Friday, April 15, 2005
The Legal Ethics Forum blog has a terrific post (here) about two DOJ Civil Division lawyers who were practicing without a law license while representing the government in, among other cases, a large class-action by African-American farmers against the Dept. of Agriculture alleging discrimination. The post discusses not only the problems caused by the unauthorized practice by the two attorneys, one of whom has been charged with grand larceny, but the broader question of how the government has litigated the discrimination case and settlement procedures. The post states:
The Monterey Herald, a small California newspaper, has broken a major story involving unethical behavior by Justice Department lawyers. The DOJ is investigating one of its lawyers, Michael Sitcov, for practicing for two years on a suspended license after failing to pay bar dues. This is obviously the unauthorized practice of law (UPL) — a criminal offense in some jurisdictions and clear professional misconduct.

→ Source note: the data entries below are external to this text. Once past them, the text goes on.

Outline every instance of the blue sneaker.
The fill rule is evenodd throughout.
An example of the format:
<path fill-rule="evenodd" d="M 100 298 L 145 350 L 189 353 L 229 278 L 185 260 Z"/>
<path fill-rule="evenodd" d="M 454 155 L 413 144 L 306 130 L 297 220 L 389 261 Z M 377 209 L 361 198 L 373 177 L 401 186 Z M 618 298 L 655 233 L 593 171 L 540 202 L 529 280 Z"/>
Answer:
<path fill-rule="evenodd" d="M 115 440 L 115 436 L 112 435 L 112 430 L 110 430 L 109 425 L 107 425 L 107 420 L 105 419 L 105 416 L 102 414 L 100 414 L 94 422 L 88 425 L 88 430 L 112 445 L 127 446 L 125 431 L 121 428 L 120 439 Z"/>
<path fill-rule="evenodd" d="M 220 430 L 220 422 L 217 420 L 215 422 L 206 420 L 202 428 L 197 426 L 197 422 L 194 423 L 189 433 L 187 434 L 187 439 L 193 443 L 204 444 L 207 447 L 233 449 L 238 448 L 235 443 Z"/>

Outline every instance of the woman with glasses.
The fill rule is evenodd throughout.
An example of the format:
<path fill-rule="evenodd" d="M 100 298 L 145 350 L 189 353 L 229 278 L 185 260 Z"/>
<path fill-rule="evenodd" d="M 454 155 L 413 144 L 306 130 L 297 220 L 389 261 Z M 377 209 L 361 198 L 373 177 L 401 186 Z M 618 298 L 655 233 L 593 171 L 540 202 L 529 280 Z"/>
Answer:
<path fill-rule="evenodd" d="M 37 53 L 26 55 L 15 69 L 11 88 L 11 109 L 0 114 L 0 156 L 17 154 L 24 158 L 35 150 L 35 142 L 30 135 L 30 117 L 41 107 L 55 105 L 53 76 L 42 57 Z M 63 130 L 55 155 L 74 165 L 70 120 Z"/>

A second attorney, Margaret O’Shea, has been indicted for fraud, for posing as an attorney in California after leaving employment at the Justice Department. Both Sitcov and O’Shea had extensive personal involvement with the litigation in Pigford v. Veneman, involving claims of racial discrimination by the Department of Agriculture against African-American farmers. Critics of the USDA, such as the Environmental Working Group, have called for the DOJ to audit the law licenses of all attorneys who have worked on the Pigford case, and have suggested that the lawyers’ lack of licenses cast doubt on DOJ’s handling of the litigation.